Social Media and Photography Guidelines and Best Practices

Modified from the American Geophysical Union’s Guidelines available here


The National Water Quality Monitoring Council welcomes the use of social media and photography during the 12th National Monitoring Conference (NMC). We are asking all meeting participants to follow the social media and photography guidelines outlined below. If unacceptable social media use or photography is reported or identified, the NMC staff and volunteers may take the actions deemed necessary and appropriate (see NMC Code of Conduct).
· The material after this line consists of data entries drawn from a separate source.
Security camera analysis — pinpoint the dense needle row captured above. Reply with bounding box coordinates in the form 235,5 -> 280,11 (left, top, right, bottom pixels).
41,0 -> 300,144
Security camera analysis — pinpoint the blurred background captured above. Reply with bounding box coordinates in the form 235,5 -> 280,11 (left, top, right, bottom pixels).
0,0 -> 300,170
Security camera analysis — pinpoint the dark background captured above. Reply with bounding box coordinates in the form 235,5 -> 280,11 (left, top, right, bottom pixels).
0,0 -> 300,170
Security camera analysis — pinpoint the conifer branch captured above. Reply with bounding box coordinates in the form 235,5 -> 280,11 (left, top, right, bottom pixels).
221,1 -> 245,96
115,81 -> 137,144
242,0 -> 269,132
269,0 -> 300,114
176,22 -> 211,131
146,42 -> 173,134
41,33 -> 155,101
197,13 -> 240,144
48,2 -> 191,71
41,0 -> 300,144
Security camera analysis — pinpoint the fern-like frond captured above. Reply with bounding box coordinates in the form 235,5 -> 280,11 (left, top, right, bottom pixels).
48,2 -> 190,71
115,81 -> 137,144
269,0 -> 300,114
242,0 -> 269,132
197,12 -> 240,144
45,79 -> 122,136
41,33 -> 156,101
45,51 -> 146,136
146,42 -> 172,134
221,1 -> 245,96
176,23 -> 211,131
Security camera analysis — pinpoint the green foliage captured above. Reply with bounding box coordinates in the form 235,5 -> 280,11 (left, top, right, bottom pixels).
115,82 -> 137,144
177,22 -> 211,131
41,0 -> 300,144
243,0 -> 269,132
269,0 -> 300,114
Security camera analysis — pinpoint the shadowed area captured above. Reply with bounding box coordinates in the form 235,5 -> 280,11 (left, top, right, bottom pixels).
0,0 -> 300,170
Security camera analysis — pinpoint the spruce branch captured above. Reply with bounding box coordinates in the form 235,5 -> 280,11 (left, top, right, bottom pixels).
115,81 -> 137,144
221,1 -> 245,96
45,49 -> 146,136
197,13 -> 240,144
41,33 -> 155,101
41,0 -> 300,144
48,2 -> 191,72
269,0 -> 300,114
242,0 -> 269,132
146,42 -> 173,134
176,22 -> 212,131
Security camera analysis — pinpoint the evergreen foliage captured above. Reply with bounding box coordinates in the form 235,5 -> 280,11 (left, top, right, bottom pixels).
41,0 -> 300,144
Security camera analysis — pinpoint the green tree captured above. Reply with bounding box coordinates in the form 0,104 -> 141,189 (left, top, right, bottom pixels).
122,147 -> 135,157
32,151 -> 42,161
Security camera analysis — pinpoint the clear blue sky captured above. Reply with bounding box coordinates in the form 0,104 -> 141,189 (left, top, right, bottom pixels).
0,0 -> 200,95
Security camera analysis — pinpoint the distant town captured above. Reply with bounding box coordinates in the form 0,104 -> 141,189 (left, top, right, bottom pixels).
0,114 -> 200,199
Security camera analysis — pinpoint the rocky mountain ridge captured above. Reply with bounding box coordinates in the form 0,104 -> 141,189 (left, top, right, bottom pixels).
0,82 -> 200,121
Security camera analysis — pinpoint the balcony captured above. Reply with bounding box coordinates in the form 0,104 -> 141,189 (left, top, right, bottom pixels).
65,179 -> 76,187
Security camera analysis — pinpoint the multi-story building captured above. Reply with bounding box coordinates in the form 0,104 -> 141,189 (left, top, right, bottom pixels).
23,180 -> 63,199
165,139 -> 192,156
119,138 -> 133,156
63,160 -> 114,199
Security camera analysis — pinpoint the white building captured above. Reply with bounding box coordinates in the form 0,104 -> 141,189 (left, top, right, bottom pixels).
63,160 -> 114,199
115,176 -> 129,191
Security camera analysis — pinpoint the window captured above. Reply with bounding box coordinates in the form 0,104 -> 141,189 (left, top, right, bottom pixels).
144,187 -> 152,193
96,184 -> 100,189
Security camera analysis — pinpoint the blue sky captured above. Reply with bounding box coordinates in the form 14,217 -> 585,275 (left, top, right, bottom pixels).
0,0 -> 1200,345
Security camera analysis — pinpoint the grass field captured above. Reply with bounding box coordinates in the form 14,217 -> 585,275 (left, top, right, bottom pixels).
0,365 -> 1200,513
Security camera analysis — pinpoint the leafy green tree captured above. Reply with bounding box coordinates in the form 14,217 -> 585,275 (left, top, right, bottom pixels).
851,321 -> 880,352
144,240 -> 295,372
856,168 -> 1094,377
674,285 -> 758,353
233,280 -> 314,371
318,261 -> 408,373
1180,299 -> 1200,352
Social media guidelines and best practices

In particular, we ask social media users to adhere to the following:

  1. Credit (identify) presenters by name.
  2. Use the primary meeting hashtag #nwqmc. Additional meeting related hashtags may include #2021NMC and #Fluid5K.
  3. Treat all participants, attendees, NMC staff, and vendors with respect and consideration, valuing a diversity of views and opinions.
  4. Be respectful and collaborative; communicate openly and with respect for others, critiquing ideas rather than individuals.
  5. Honor the preference of any presenter who has included or other social media restrictions in their materials.
  6. Do not post personal attacks directed toward other attendees, participants, NMC staff, and exhibitors/sponsors.


Photography guidelines and best practices

Photographs and screenshot images taken by individuals for personal use and for social media is permitted with the following guidelines:

  1. Attendees are expected to honor the preference of any presenter who has requested “no photo or screenshots” in their slides or during their presentation.
  2. The presenter must be identified by name when a photograph of the presenter, presenter’s slides, or poster is shared on social media or elsewhere.
  3. Attendees should be respectful and considerate of others. When in person, do not use flash, block attendees view of presenters when capturing photos, or otherwise disrupt presentations.
  4. Do not photograph or capture screenshots of individuals under 18 years of age without explicit verbal or written permission of a parent or guardian. If in doubt, ask.